I want to live in that land.
It used to be more comfortable in the land of sight, but somehow…some
way I can’t explain or write on this paper, God is making it more difficult to
walk by sight. That is not because my faith is strong. I’ve been many things recently, but strong is
not one of them. It is because God is
strong. Somehow, some way He has started
this welcome, new, terrifying change.
Some would say, and some have said to me that having faith
means knowing that God is going to heal my wife from breast cancer here and
now, and that not believing that is a lack of faith. I long for Shallena to be healed – I would
love to trade my health for her disease, or anything else that I could. Today I truly believe that Shallena is being
healed. However, the stories of Job,
John the Baptist, and Jesus tell me that I don’t always know the whole story –
and sometimes our greatest blessings – and the greatest advances for the
kingdom of heaven -- come from the suffering we endure. I am hoping and praying with all of my heart
that Shallena is healed, but my confidence in God does not depend on it.
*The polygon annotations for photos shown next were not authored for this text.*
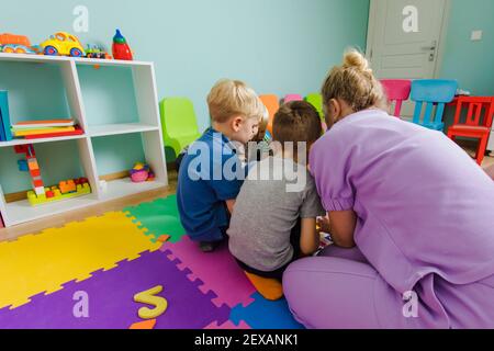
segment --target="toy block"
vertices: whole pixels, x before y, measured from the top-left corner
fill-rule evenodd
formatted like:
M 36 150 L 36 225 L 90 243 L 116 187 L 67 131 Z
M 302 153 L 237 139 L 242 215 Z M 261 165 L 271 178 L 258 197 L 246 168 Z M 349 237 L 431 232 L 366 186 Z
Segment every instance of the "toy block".
M 29 154 L 29 145 L 15 145 L 15 154 Z
M 105 180 L 100 180 L 100 190 L 105 193 L 108 191 L 108 183 Z
M 19 165 L 19 170 L 21 172 L 27 172 L 30 170 L 29 167 L 27 167 L 27 161 L 26 160 L 19 160 L 18 165 Z
M 91 186 L 86 183 L 81 186 L 77 186 L 74 184 L 74 192 L 61 193 L 61 191 L 57 186 L 43 189 L 43 194 L 37 194 L 34 191 L 27 192 L 27 200 L 32 206 L 47 204 L 56 201 L 78 197 L 82 195 L 88 195 L 91 193 Z M 46 193 L 45 193 L 46 191 Z M 53 194 L 53 196 L 52 196 Z
M 36 193 L 36 195 L 44 195 L 45 194 L 45 188 L 44 186 L 37 186 L 34 189 L 34 192 Z
M 29 166 L 30 171 L 40 169 L 40 165 L 37 165 L 37 160 L 35 158 L 29 159 L 27 166 Z
M 74 180 L 63 181 L 58 184 L 60 192 L 63 194 L 72 193 L 77 191 L 76 183 Z
M 283 286 L 276 279 L 263 278 L 248 272 L 244 273 L 258 293 L 266 299 L 277 301 L 283 297 Z
M 37 189 L 37 188 L 45 188 L 45 184 L 43 184 L 43 180 L 38 179 L 38 180 L 33 180 L 33 188 Z M 44 193 L 44 192 L 43 192 Z
M 34 178 L 33 188 L 44 188 L 43 180 L 41 178 Z

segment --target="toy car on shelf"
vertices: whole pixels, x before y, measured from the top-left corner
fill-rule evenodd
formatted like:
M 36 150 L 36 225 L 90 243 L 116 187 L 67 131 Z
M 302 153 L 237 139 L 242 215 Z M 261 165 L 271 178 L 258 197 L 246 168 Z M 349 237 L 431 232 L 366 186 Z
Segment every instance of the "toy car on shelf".
M 37 54 L 25 35 L 0 34 L 0 52 L 5 54 Z
M 85 49 L 79 39 L 66 32 L 55 33 L 49 37 L 49 39 L 43 42 L 41 47 L 43 49 L 43 54 L 48 56 L 86 56 Z
M 100 58 L 100 59 L 112 59 L 112 56 L 106 53 L 103 46 L 98 44 L 88 44 L 86 47 L 87 58 Z

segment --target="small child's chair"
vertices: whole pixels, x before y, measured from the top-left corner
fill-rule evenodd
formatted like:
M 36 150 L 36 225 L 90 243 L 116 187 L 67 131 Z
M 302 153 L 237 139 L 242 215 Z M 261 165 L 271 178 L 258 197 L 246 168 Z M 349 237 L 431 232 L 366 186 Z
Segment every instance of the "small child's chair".
M 187 98 L 167 98 L 160 104 L 161 128 L 166 148 L 177 158 L 180 151 L 200 136 L 192 101 Z M 170 158 L 167 155 L 167 160 Z
M 400 118 L 402 113 L 402 103 L 409 98 L 412 81 L 406 79 L 383 79 L 381 80 L 381 84 L 384 88 L 388 101 L 390 103 L 395 103 L 394 116 Z
M 269 113 L 268 131 L 272 135 L 272 120 L 274 120 L 274 114 L 278 112 L 278 110 L 280 110 L 280 100 L 274 94 L 260 95 L 259 99 L 262 101 L 266 109 L 268 109 Z
M 461 122 L 462 106 L 467 105 L 467 120 Z M 494 98 L 460 97 L 457 103 L 454 123 L 448 129 L 448 137 L 457 136 L 479 139 L 475 159 L 482 165 L 494 116 Z
M 283 99 L 283 103 L 292 102 L 292 101 L 303 101 L 304 98 L 300 94 L 287 94 Z
M 321 125 L 323 127 L 323 131 L 326 132 L 327 126 L 324 121 L 323 95 L 314 92 L 314 93 L 306 95 L 305 101 L 308 102 L 310 104 L 312 104 L 317 110 L 317 113 L 319 114 L 319 117 L 321 117 Z
M 412 82 L 412 100 L 415 102 L 413 123 L 434 131 L 444 131 L 445 105 L 454 99 L 458 89 L 456 80 L 422 79 Z M 424 117 L 422 106 L 426 103 Z M 436 116 L 434 116 L 434 105 L 437 104 Z
M 308 102 L 311 105 L 313 105 L 317 113 L 321 116 L 321 120 L 324 120 L 324 113 L 323 113 L 323 95 L 319 93 L 311 93 L 305 97 L 305 101 Z

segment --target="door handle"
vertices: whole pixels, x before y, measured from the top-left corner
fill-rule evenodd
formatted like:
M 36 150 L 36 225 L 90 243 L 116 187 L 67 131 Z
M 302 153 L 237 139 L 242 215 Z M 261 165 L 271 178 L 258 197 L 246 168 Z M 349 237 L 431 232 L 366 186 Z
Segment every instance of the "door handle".
M 422 49 L 423 50 L 436 50 L 437 48 L 437 41 L 434 41 L 433 44 L 430 46 L 423 46 Z

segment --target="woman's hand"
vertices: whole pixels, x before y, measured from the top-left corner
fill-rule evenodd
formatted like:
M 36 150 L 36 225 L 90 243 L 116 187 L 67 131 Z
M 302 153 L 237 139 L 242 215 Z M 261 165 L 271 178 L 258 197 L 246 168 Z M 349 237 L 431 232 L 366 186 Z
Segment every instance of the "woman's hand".
M 330 212 L 330 235 L 336 246 L 340 248 L 355 248 L 355 228 L 357 227 L 357 214 L 353 211 Z
M 329 215 L 326 214 L 324 217 L 317 217 L 317 233 L 332 234 L 332 224 L 329 222 Z

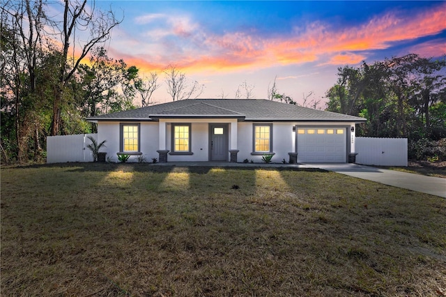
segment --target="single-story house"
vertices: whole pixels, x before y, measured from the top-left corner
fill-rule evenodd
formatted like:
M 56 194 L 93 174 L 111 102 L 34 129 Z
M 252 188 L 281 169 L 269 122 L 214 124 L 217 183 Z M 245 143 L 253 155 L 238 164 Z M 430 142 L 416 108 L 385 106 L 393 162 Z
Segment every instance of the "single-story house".
M 353 162 L 364 118 L 261 99 L 190 99 L 93 116 L 102 149 L 167 162 Z M 246 161 L 245 161 L 246 162 Z

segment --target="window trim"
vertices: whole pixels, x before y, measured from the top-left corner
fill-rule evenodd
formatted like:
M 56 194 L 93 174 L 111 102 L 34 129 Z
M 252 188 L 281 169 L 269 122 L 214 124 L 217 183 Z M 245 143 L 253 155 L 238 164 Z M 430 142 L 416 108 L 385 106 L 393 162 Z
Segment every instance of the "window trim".
M 177 126 L 187 126 L 189 127 L 189 151 L 175 151 L 175 127 Z M 172 123 L 171 130 L 171 151 L 169 155 L 193 155 L 192 152 L 192 128 L 191 123 Z
M 124 151 L 124 135 L 123 128 L 127 125 L 138 127 L 138 151 Z M 121 123 L 119 124 L 119 153 L 128 155 L 139 154 L 141 153 L 141 124 L 139 123 Z
M 256 127 L 268 126 L 270 128 L 270 150 L 269 151 L 256 151 Z M 255 123 L 252 125 L 252 153 L 251 155 L 274 154 L 272 152 L 272 123 Z

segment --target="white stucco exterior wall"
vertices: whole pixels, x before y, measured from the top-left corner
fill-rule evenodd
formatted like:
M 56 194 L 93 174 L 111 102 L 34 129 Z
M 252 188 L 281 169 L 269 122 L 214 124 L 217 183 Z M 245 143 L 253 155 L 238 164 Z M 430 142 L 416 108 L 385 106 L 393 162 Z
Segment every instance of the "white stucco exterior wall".
M 100 122 L 98 125 L 98 140 L 107 140 L 106 148 L 102 151 L 107 153 L 114 161 L 118 160 L 116 153 L 120 151 L 120 124 L 125 122 Z M 131 122 L 129 123 L 133 123 Z M 168 162 L 206 162 L 209 160 L 209 123 L 219 123 L 228 125 L 228 147 L 230 150 L 238 150 L 238 162 L 247 159 L 255 162 L 262 162 L 261 155 L 252 155 L 253 151 L 252 122 L 238 122 L 236 119 L 160 119 L 160 122 L 140 122 L 140 151 L 146 162 L 153 158 L 159 158 L 157 150 L 171 151 L 171 123 L 191 124 L 192 152 L 193 155 L 169 155 Z M 347 128 L 348 146 L 347 153 L 355 152 L 355 124 L 351 122 L 314 123 L 314 122 L 266 122 L 272 124 L 272 151 L 275 153 L 272 162 L 280 162 L 289 160 L 289 153 L 295 152 L 296 132 L 293 128 L 298 126 L 323 126 Z M 355 131 L 351 132 L 351 128 Z M 227 160 L 230 155 L 228 151 Z M 132 155 L 130 162 L 137 162 L 137 157 Z
M 120 124 L 125 122 L 100 122 L 98 125 L 98 139 L 100 142 L 107 140 L 107 147 L 101 149 L 101 151 L 107 152 L 107 157 L 111 158 L 114 161 L 118 162 L 116 153 L 121 148 L 121 131 Z M 129 124 L 135 123 L 134 122 Z M 159 149 L 159 130 L 158 123 L 155 122 L 141 122 L 139 123 L 139 151 L 146 158 L 146 162 L 152 162 L 153 158 L 158 158 L 157 150 Z M 128 162 L 137 162 L 136 155 L 131 155 Z

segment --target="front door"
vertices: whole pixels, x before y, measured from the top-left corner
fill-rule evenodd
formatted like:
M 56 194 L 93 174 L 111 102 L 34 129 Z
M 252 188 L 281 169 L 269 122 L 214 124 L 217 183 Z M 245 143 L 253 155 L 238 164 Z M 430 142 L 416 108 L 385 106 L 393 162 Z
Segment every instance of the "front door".
M 209 144 L 211 161 L 228 160 L 228 125 L 225 124 L 209 125 L 210 143 Z

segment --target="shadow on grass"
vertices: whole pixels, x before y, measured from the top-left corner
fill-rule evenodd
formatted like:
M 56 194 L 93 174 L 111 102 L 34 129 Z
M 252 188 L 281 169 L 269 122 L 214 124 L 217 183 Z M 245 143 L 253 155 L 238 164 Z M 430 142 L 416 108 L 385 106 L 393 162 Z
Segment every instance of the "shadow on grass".
M 3 168 L 6 168 L 4 167 Z M 297 168 L 293 167 L 267 167 L 262 166 L 218 166 L 215 164 L 201 165 L 166 165 L 151 163 L 100 163 L 100 162 L 66 162 L 66 163 L 52 163 L 42 165 L 32 165 L 26 166 L 17 166 L 13 168 L 26 169 L 26 168 L 72 168 L 70 170 L 72 172 L 112 172 L 112 171 L 123 171 L 124 172 L 153 172 L 153 173 L 169 173 L 180 172 L 182 168 L 184 171 L 189 173 L 198 174 L 206 174 L 211 169 L 220 168 L 226 170 L 249 170 L 255 171 L 258 169 L 262 170 L 273 170 L 273 171 L 293 171 L 293 172 L 328 172 L 327 170 L 320 168 Z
I would rather suggest that walking by faith in the middle
of uncertainty when sight has failed means having confidence that God is still good, and can take
care of us and our future, especially when it is uncertain. Leaving far behind the noisy fear of death,
doubt, and selfish ambition, and abandoning our deep-seated dogma that money
can solve our problems, I want to cross over the river. I don't just want to talk about it -- I want to live in it. I want to let God deal with the diagnosis,
the prognosis, the questions, the answers, the tears, the fears, today,
tomorrow, and everything else I can’t even put into words. I want Him to be in charge of the success of our
future, so that we can stop worrying about it, and start once again to do His
work.
Fortunately, there is treatment for Shallena’s cancer. While it gives us comfort to know that medicine
has treatment that can potentially extend her months to years, our hope and
trust is in God.
We have been overwhelmed by the love, support, and prayers
of those who love us, and have heard about our situation. Thank you for remembering us and all of your
support. Thank you for the empathy for
our situation – it’s not easy. But we
didn’t ask God for easy. We asked for
God to use our lives to glorify Him, and to do that at any cost. He has been given the right to use our lives
for His glory, and somehow He has allowed us to have cancer to bring glory to
Him. I don’t know how He is going to do
that, but I know that day by day, one faltering step after another we are going
to follow Him, and take from His hand what He gives us. One day when we can see the end from the
beginning, we will thank God for the faith that he grew in us while we walked
this dark part of our path. We have
struggled, we are still barely crawling, but I hear that sweet music coming
from the other side. The roaring river is fading out – it is losing its hold on us. By nothing greater nor less than the infinite
mercy of God, we are not, and will not be devastated.
“For I am persuaded that neither death, nor life, nor angels,
nor principalities, nor powers, nor things present, nor things to come, nor
height, nor depth, nor any other creature shall be able to separate us from the
love of God, which is in Christ Jesus our Lord.” Romans 8:38,39.